After careful consideration, Bernie decided to run in the Democratic primary, rather than mount an independent campaign, because he is a realist. He knows the American system of electing people to federal office is unfairly rigged in favor of the two corrupt major parties, who largely serve the same financial and corporate interests. He made a realistic decision—even knowing from long experience in the institutions of government how difficult it would be to penetrate the Democratic machine. But being a realist, he took what is ultimately the easier political path to the presidency, and in the process exposed exactly how rigged, corrupt and interwoven our system of electing puppets to dance for our CEO masters really is.

Bernie also takes a more realistic view of the political landscape than Hillary, the media, or Democratic Party loyalists. He knows, in the first place, that Hillary will never attract the libertarian independents or “Sanders Republicans” (not to mention the truly revolutionary among his supporters) that will be necessary to carry crucial swing states in the general election. He also knows that African American voters will undoubtedly vote Democratic in the general election, no matter who the nominee is, and that differences in Bernie-or-Hillary enthusiasm rates will be negligible.

Bernie is also aware that—as always with the Clintons—another shoe may drop at any moment, at any time. It may be the Clinton Foundation, or a federal subpoena, or a high-profile re-emergence of one of Bill’s “narcissistic loony tunes” to remind the public of precisely how unprincipled—and unfeminist—Hillary can be when it suits her political convenience. And although Bernie is too decent to mention it, there’s the whole cavalcade of Arkansas follies that will be, without question, resurrected in the general election, if not earlier, by the Karl Rove gang. If any of these embarrassments were to break out big, the “inevitability” bubble would burst. A paradigm shift in the electorate is hardly questionable, especially in a year of anti-establishment politics. Anyone who thinks otherwise is not being realistic.
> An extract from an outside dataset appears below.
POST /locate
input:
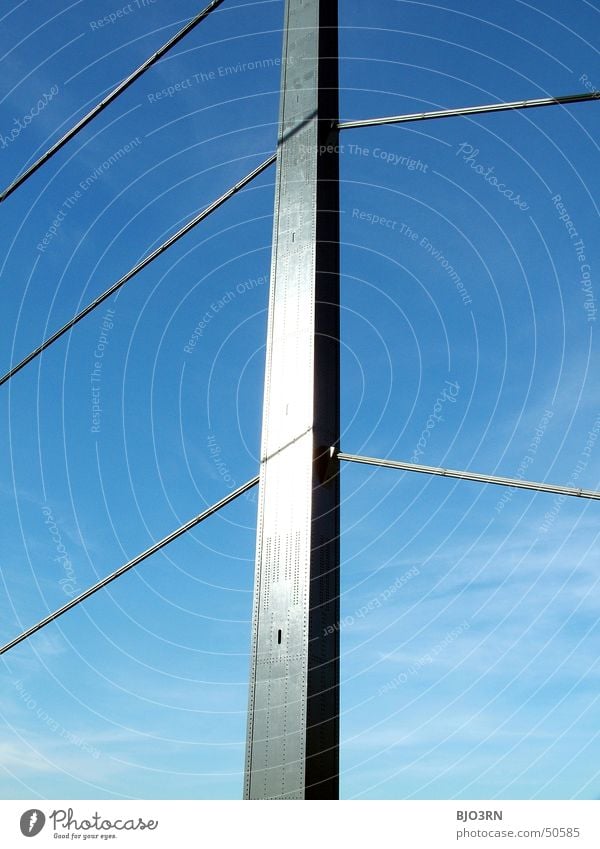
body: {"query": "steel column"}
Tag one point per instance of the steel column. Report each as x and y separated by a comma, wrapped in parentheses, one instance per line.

Given the long animosity between the Clintons and the “vast right-wing conspiracy,” the absurd proposition that Hillary is any more likely to get her program through a Republican-dominated Congress than Bernie is delusional, at best. And the fact that this is a pillar of her “electability” pitch is laughable, a castle built on sand, and another prime example of an establishment psyop and media fix, intended solely to dampen any appeal to traditional Democratic aspirations, and to blur any lingering boomer memories of free college and truly progressive taxes from an earlier, more compassionate, more egalitarian age.

Bernie’s record of executive and legislative accomplishment is more genuine than Hillary’s. And even in her area of supposed strength—her foreign policy experience—Bernie has a record of being more consistently right in his judgment and in his votes. His big-picture assessment of the history and missteps in American foreign policy has proven far more realistic than the neocon interventionism that Hillary has championed, from Iraq to Libya to Ukraine to Syria. The close scrutiny that Republicans will give this fall to her major role in creating chaos and disaster in the Middle East—and there is no person singly more responsible for the tragedy in Syria today than the former secretary of state—make her actual chances of reaching the White House in January an illusion.

Despite what happened in South Carolina, in any realistic perspective, the better Democratic candidate—and the better potential president—is Bernie.

Michael (Mike) Hasty, a lifelong activist, writer, musician and carpenter, publishes Free Radical Maine.